第9話 腹部MRI

 寒い日だった。

 少し仕事をして車で行って帰るつもりが、相方が車を使うというので、会社で注文関係とメールチェックして、電車を乗り継いで病院へ向かった。


 MRIは何度もやっているので不安はなく、むしろ「寝れるもの」ぐらいに思っていた。少なくとも過去に受けた足や脳のMRIは、ボケ〜っとしながらウトウトできるものだった。


 今回は初めての上腹部MRI。

 お腹の上になんか重いものを乗せられて、検査がスタートした。


 天井には鮮やかな青空と雲の絵が描かれていた。

 子供さんとかの緊張を解くためだろうか。


 この病院のMRIはイヤーマフをしていても、そんなにゴンゴンガンガン言わない、わりと静かな機械だった。

 ひょっとしたら、イヤーマフの性能がいいのかもしれない。


 ただ、ビービービーと3回鳴る音が何度も聞こえた時は、何かのアラームに聞こえて落ち着かない気分になった。


 この病院は久石譲の楽曲の管弦楽アレンジだった。なぜ病院は久石譲の楽曲……それもジブリが多いのだろう。

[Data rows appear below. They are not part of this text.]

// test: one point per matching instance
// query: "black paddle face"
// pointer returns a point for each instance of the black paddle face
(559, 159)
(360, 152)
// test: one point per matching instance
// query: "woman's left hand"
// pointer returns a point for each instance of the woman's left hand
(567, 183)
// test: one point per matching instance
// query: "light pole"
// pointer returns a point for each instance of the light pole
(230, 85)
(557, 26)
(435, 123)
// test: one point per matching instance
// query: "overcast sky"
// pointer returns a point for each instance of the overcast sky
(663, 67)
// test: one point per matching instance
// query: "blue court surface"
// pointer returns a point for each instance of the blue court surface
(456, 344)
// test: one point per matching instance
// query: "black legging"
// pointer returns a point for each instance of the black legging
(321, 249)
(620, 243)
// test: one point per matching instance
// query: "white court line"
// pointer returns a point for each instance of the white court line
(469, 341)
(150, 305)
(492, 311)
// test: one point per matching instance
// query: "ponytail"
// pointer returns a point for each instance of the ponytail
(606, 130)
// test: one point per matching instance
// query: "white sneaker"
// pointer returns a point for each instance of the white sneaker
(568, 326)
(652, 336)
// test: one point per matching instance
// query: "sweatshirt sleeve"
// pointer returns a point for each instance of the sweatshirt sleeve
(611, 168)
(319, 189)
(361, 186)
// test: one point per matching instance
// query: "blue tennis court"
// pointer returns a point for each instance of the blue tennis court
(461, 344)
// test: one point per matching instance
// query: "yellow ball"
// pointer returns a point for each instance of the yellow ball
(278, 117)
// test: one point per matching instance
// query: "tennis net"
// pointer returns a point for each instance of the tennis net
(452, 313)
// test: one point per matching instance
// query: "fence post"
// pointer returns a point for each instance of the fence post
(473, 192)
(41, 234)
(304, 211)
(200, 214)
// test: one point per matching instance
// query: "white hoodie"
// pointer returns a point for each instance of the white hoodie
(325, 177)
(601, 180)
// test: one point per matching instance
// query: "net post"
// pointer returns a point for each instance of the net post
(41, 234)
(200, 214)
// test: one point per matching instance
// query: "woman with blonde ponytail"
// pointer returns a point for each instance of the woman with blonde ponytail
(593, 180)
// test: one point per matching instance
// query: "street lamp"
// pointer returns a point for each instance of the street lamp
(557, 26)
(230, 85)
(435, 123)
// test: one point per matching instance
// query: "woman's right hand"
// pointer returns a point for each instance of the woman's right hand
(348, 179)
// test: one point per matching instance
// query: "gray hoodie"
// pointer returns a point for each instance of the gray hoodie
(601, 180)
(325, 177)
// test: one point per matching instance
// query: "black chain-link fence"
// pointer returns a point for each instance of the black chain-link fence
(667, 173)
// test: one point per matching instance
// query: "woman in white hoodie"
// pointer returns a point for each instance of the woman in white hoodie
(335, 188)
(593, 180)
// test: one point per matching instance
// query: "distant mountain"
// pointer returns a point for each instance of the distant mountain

 ちなみにTクリニックはオルゴールアレンジの久石譲だ。


 音楽を聞きながらネタを考えようとしていたら、突然「大きく息を吸って〜吐いて〜止めてください」と現実に引き戻された。

 少々長い時間息を止め、「楽にしてください」と言われて息をする。


 それを4回繰り返して検査は終わり。

 ゆっくりできると思ったのにそうでもなかった。もちろん、なにも考えられなかった。それにお昼抜きだったので、お腹がすいている。


 食べると痛くなるから食べたくない気持ちが強いけど、食べないと動けなくなるのも辛い。集中力もなくなる。だから頑張って少しでも何かを食べるようにしている。毎日毎食がそんな感じ。


 会計を済ませ、院内のタリーズでサンドイッチでも食べて帰ろうかなどと考えていたら、JRの駅を経由するコミュニティ循環バスの発車時間が迫っていた。

 1時間に1本のバスだ。

 地下鉄の駅まで歩いてもいいけど寒いし、長い坂道を歩く気力がない。よし、このバスでJRの駅まで行こう! そして最寄り駅のマクドナルドでグラコロを食べよう! そうしよう!

 

 ところで、時計回りとか反時計回りとか書いてあるけど、どっちだっけ? どっちが近いっけ?? てか、このバスであってる???


 迷っているとバスのアナウンスがJRの駅名を言ったので、とりあえず乗った。




 それからバスに揺られること1時間20分。

 逆回りのバスなら15分ぐらいだったかもしれない距離だった。それぐらい遠回りだった。

 硬いシートと振動にやられて疲れ切った私は、信号を渡った先のマクドナルドに寄る気力もなくなり、結局会社近くのコンビニでおにぎりを1個買って帰社した。